I should have been documenting what altitudes we have been at. Basically we have mostly been above 10,000 feet for weeks. The trail goes straight up, then straight down, then straight up, etc...They have built huge stairs into the trail which is wrecking my knees, especially with all this weight.
This is about all I have time for. Forest fire ahead, about a mile and a half from the trail, so we don't know what the near future holds. Below are some stats:
Day 63 - Kearsarge Pass to Charlotte Lake for bear food storage box = 8.3 miles
Day 64 - Glenn Pass - .8 miles Charlotte Lake trail plus mile 788.9 to 802.7 = 14.6 miles (really hard day for some reason)
Day 65 - Pinchot and Mather Passes - Mile 802.7 to 818.8 = 16.1 miles (another really hard day)

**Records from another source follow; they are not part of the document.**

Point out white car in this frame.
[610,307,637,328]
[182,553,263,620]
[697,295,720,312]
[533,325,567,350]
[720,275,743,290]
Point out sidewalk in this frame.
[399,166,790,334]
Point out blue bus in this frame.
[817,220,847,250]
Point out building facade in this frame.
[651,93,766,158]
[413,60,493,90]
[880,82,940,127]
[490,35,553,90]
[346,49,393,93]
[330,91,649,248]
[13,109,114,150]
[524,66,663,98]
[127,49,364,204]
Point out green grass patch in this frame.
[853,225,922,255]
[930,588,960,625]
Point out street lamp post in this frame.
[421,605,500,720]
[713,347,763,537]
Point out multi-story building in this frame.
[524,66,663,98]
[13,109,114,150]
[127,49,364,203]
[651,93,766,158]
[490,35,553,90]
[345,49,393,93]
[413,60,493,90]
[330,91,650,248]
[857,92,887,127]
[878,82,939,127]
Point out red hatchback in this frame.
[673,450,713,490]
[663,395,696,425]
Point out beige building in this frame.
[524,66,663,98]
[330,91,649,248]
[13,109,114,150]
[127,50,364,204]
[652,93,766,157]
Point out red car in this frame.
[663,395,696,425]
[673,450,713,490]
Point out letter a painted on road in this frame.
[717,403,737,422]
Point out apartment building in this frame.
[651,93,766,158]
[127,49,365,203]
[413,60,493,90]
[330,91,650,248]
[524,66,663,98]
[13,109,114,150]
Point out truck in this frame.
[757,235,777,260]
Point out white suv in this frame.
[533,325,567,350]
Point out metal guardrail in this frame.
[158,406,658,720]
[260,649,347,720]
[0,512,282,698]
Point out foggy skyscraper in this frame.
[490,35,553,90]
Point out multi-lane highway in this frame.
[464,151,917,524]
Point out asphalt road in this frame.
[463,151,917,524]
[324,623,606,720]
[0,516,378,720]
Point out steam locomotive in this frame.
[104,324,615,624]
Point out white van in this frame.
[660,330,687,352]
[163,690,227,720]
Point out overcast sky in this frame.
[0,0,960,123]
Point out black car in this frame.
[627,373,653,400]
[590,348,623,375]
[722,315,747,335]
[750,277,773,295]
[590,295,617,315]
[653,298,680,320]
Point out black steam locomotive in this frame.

Day 66 - No passes, should be easy, but it's not. My body aches and is really run-down. - Mile 818.8 to 833.6 = 14.8 miles
Day 67 - Muir Pass - bad mood for some reason. Scenery Hangover? Mile 833.6 to 849.9 = 16.3 miles
Day 68 - Another No-Pass day. Very rude girls roll in at 9:30 giggling and waking us camping right next to us. At Salley Keyes Lakes; Mile 849.9 to 864.1 plus .6 for water because we screwed up = 14.8 miles
Day 69 - Selden Pass - wake up at 0500 and make tons of noise for paybacks to the awful giggling girls next to us. hahahahahaha!!! Fair is Fair. Motivated for miles to get out early on Monday to Mammoth, fantastic campsite above waterfall, so mile 864.1 to 882.1 = 18.0 miles
Day 70 - good walking, easy fords, forgot to write anything, camp near Deer Creek - Mile 882.1 to 900.9 = 18.8 miles
Day 71 - Out to Reds Meadows, bus to Mammoth - Mile 900.9 to 906.7 plus 1/2 mile Reds Meadow Trail = 6.3 miles Mmmm...beer, food, and hot tub
Day 72 - Zero in Mammoth, hard to get chores done!!! But here I am
photos on instagram
p.s. You might be wondering how our bodies are changing. I have no idea how much weight I've lost, but I can definitely tell that my calves are giant, and my thighs are lean and strong. I still think I have a huge beer belly, but whereas I started out between a size 6 and 8, my pants quickly loosened on trail, so I bought a size 4 a few weeks ago, something I haven't been in quite a while. Well, the past few weeks those size 4 pants and shorts have also become quite loose. Today in Mammoth I tried on a size 2 pants, and they fit just fine. A size 2! I will order size 2 pants for a few weeks from now. 2!!! I was never a size 2, even when I was 10, probably. Definitely never in High School or Middle School. At 34 I am much smaller and stronger than my aneorexic teenage years, only I am a healthy strong small. So though I still see a flabby beer belly, obviously there has been major change to our bodies the past 72 days. Grant will be turning 40 in a few weeks (sorry honey), and is crossing this milestone the strongest and fittest he has ever been in his life, even when he was a teenager pounding nails for a living, telemark skiing, playing soccer, and rock climbing in Jackson Hole. Quite amazing. With about 1,750 miles to go, I am sure we will be nearly unrecognizeable to our family and friends when we see them next.